Проводив мисс Блейк до лимузина с водителем, Стас вернулся к себе. Ему было совсем невдомек, что пока он по привычке бегом поднимался по фасадной лестнице из клепанного железа на свой последний 10-й этаж, глаза Лиз неотрывно следили за ним из окна ее автомобиля. И, лишь, когда фигура Стаса скрылась из вида, только тогда она дала команду ехать. Такое внимание было вызвано вовсе не из тревожности за безопасность парня. Лиз засмотрелась на него, как на молодого мужчину, с легкостью берущего пролет за пролетом, а отсветы мигающей неоновой рекламы на здании напротив, выхватывали из темноты его гибкую широкоплечую фигуру с тонкой талией и длинными ногами, так ловко перемахивающими через ступени. Почему-то пришло сравнение с Когансоном: - «Вряд ли Ленни так сможет. Он постарше всего лет на пять, а живот уже наметился… У этого от природы узкие талия и бедра, ягодицы маленькие, как и положено мужчине. Ленни неплох, но явно проигрывает.
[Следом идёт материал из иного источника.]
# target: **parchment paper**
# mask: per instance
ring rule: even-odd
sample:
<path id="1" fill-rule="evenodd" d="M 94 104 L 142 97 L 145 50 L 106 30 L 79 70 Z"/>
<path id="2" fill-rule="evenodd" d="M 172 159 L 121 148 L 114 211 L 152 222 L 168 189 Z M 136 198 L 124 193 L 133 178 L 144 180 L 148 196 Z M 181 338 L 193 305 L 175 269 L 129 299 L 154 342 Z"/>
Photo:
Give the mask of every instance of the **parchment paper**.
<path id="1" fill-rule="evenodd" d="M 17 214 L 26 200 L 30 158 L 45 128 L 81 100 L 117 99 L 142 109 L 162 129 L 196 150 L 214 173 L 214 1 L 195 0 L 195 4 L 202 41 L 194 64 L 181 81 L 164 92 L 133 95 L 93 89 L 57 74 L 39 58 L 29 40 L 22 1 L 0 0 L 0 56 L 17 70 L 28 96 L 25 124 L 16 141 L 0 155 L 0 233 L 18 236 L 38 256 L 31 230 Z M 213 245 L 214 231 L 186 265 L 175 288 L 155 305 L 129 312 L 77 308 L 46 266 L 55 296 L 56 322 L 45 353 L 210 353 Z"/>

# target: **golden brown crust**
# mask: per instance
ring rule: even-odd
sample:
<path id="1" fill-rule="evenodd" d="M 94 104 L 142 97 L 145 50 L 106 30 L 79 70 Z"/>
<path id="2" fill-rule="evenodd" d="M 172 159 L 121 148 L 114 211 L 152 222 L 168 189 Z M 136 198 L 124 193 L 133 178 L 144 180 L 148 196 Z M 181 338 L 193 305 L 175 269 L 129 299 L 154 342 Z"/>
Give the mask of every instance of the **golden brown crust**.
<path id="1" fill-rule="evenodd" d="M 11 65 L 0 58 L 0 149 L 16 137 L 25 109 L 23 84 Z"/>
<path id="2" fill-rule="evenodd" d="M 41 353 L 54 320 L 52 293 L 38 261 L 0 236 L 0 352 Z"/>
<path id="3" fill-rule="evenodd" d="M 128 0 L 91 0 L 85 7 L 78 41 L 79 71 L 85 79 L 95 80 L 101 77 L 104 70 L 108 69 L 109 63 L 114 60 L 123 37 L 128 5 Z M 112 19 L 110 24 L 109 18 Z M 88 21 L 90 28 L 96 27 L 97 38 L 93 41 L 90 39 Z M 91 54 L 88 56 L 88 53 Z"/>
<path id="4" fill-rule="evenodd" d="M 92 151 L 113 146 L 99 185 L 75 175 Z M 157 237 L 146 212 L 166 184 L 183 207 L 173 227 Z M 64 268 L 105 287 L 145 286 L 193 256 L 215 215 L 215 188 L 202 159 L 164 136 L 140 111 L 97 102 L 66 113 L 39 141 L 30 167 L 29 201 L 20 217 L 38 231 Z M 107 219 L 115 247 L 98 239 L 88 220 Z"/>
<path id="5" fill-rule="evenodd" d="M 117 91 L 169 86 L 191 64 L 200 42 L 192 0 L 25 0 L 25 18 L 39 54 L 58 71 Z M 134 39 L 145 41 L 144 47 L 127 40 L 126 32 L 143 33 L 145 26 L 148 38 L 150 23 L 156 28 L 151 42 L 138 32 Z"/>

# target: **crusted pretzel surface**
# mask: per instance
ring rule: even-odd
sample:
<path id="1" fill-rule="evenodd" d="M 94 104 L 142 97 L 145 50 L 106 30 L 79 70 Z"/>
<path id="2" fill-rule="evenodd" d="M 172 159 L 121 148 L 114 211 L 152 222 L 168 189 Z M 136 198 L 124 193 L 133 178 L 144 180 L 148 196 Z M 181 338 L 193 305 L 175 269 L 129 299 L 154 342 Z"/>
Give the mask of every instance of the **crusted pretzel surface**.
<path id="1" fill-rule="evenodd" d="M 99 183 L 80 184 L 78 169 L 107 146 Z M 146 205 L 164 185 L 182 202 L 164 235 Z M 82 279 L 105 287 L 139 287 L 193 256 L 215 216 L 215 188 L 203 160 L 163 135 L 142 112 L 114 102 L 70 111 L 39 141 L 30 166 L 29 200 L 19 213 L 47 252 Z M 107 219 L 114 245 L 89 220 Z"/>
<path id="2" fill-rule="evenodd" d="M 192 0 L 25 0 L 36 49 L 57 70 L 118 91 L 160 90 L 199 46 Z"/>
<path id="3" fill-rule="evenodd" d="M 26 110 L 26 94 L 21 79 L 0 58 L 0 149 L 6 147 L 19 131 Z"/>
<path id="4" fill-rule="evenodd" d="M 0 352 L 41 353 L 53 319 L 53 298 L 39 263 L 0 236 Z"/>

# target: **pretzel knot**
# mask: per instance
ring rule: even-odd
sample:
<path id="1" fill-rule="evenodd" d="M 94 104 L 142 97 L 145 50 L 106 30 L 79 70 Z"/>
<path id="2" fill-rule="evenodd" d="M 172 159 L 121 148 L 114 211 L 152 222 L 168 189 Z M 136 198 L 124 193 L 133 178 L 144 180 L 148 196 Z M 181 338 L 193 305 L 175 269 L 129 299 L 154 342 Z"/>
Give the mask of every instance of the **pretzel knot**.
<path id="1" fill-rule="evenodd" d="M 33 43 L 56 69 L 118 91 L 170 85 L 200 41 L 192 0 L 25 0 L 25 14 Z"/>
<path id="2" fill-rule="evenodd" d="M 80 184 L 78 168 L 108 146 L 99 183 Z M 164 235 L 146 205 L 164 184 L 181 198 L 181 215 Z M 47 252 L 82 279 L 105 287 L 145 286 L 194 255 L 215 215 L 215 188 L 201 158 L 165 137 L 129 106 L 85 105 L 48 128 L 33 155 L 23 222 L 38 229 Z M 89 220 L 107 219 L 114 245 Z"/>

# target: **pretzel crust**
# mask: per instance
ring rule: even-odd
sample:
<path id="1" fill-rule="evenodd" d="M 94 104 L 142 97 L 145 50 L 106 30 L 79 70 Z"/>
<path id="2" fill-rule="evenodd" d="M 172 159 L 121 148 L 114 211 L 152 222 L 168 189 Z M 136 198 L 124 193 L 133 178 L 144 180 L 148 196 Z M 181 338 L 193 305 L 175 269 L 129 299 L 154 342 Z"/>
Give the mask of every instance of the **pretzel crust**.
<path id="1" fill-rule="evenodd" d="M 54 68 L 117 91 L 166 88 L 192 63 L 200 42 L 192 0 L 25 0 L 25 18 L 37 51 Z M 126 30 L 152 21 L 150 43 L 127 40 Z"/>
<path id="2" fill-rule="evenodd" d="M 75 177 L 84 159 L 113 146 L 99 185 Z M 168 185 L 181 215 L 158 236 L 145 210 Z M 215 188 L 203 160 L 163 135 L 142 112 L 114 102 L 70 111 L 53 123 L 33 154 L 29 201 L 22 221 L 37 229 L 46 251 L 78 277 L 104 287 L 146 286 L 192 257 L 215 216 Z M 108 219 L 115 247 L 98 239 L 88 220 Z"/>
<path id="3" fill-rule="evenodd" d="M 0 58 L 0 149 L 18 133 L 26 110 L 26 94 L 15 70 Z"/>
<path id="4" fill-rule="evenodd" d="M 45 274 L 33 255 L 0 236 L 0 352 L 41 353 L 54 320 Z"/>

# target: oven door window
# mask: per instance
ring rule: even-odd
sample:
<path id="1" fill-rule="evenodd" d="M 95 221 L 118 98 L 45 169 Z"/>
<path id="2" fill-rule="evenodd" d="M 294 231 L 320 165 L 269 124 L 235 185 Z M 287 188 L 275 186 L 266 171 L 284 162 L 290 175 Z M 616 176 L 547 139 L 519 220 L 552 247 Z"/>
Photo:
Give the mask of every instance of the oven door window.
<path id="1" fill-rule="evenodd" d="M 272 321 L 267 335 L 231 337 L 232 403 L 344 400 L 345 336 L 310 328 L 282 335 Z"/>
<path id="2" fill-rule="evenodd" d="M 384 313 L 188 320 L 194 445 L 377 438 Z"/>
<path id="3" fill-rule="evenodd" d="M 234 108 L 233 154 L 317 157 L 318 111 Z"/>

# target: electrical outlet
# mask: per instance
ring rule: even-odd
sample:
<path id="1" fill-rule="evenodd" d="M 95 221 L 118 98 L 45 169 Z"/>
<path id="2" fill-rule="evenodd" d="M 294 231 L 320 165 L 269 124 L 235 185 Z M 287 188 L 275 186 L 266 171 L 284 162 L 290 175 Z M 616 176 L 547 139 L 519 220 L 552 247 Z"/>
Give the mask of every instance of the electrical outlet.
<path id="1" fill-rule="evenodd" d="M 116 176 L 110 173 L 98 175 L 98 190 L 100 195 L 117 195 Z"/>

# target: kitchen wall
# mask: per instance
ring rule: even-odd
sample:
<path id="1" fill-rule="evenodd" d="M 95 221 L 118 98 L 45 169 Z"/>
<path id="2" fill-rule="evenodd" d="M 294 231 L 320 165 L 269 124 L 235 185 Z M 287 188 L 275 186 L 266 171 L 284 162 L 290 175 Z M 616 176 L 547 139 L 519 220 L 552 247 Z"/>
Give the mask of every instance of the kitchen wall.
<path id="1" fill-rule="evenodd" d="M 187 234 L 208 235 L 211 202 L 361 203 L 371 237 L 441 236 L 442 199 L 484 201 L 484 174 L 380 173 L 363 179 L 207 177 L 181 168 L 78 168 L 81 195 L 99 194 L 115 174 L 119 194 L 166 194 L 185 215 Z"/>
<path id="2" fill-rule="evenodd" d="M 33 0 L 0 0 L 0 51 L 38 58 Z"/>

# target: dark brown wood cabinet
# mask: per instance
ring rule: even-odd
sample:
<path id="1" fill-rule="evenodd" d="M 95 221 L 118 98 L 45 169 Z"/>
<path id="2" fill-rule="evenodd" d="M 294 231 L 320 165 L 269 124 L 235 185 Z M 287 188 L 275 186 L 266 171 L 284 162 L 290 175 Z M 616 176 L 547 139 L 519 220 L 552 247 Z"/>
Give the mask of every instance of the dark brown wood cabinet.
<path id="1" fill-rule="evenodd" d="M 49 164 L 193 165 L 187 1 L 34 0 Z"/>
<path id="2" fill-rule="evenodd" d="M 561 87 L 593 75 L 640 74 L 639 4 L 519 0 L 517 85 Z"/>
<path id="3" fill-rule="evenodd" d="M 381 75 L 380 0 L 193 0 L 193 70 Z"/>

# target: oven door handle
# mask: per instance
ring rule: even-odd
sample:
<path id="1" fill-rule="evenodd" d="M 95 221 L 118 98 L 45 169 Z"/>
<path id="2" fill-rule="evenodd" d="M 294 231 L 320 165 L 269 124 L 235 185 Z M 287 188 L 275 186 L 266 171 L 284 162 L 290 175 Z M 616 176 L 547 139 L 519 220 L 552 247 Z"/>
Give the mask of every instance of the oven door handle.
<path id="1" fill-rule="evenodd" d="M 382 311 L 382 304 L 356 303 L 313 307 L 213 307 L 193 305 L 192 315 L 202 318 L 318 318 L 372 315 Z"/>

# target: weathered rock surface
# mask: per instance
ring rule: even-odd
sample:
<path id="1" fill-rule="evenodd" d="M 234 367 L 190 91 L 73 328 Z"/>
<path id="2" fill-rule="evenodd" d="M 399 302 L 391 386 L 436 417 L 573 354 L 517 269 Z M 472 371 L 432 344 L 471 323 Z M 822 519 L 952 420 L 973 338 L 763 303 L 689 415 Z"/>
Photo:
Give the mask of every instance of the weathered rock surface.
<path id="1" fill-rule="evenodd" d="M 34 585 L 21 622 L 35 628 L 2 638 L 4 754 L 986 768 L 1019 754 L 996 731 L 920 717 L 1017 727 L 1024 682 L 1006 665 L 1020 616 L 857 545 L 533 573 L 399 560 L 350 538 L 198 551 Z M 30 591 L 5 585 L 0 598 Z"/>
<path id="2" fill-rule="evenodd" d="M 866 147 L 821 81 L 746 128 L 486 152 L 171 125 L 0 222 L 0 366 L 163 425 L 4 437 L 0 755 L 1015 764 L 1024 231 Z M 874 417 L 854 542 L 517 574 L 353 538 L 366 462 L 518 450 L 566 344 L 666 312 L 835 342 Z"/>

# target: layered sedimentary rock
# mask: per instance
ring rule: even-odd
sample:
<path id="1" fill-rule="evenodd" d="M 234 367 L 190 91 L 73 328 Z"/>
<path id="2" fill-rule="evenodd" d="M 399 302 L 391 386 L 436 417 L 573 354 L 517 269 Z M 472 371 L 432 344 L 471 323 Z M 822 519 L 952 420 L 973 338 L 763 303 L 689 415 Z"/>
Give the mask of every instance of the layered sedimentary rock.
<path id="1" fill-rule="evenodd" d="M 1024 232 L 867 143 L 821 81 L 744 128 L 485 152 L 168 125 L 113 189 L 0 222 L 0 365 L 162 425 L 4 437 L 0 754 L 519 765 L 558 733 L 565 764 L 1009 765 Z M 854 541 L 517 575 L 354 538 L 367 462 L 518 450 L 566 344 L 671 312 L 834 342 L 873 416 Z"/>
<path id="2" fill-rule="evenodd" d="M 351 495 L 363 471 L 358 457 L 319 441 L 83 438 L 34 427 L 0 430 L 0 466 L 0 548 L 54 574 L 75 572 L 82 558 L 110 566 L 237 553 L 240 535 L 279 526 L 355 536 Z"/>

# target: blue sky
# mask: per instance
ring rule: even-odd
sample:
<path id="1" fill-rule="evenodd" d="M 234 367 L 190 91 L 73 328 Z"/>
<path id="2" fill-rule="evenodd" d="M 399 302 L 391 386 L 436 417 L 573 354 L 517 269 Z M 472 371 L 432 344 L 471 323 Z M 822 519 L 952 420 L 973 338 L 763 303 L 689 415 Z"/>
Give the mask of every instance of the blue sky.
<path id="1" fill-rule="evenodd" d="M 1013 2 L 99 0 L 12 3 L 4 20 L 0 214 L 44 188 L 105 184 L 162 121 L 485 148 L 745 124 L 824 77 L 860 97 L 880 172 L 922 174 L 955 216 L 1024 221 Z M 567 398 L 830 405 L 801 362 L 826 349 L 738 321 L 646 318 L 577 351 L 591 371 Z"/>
Часы показывали первый час ночи и все шло к тому, чтобы отправиться спать, как в студии Стаса вновь раздался телефонный звонок. На этот раз, это был Леонид, или Ленни Когансон.
- Ты не спишь? – поинтересовался Ленни.
- Пока нет. – ответил Стас.
- Хочу предложить тебе сделку.
Стас уже догадался о чем, а Когансон продолжал:
- Пора зарабатывать настоящие деньги. Сколько можно перебиваться, жить в нищете и считать каждый цент. Сейчас поздновато, а завтра жду у себя. Адрес известен. Приезжай к шести.
- Вечера? – переспросил на всякий случай Стас.
На другом конце раздался хохот:
- Вечера, конечно. Я уже вполне акклиматизировался. Жду. – и Ленни положил трубку.
- Ну, и денек выдался…- с этими мыслями Стас погасил свет, разделся и лег на диван, накрывшись одеялом с головой. Через мгновение он уже спал.
А Лиз не спала. Лежа в своей роскошной кровати на шелковых простынях цвета розового жемчуга, она в деталях вспоминала встречу с Иваницким. Вспоминала выражение его лица, его застенчивость и даже робость перед ней. В памяти возникала картина, как он, в отсветах неоновой рекламы, бежит вверх по лестнице. Возможно, она сама напишет либретто нового мюзикла. Она уже почти видит действо, а главное, знает, о чем. Этот парень разжег в ней творческий интерес. Давно с ней не было подобного.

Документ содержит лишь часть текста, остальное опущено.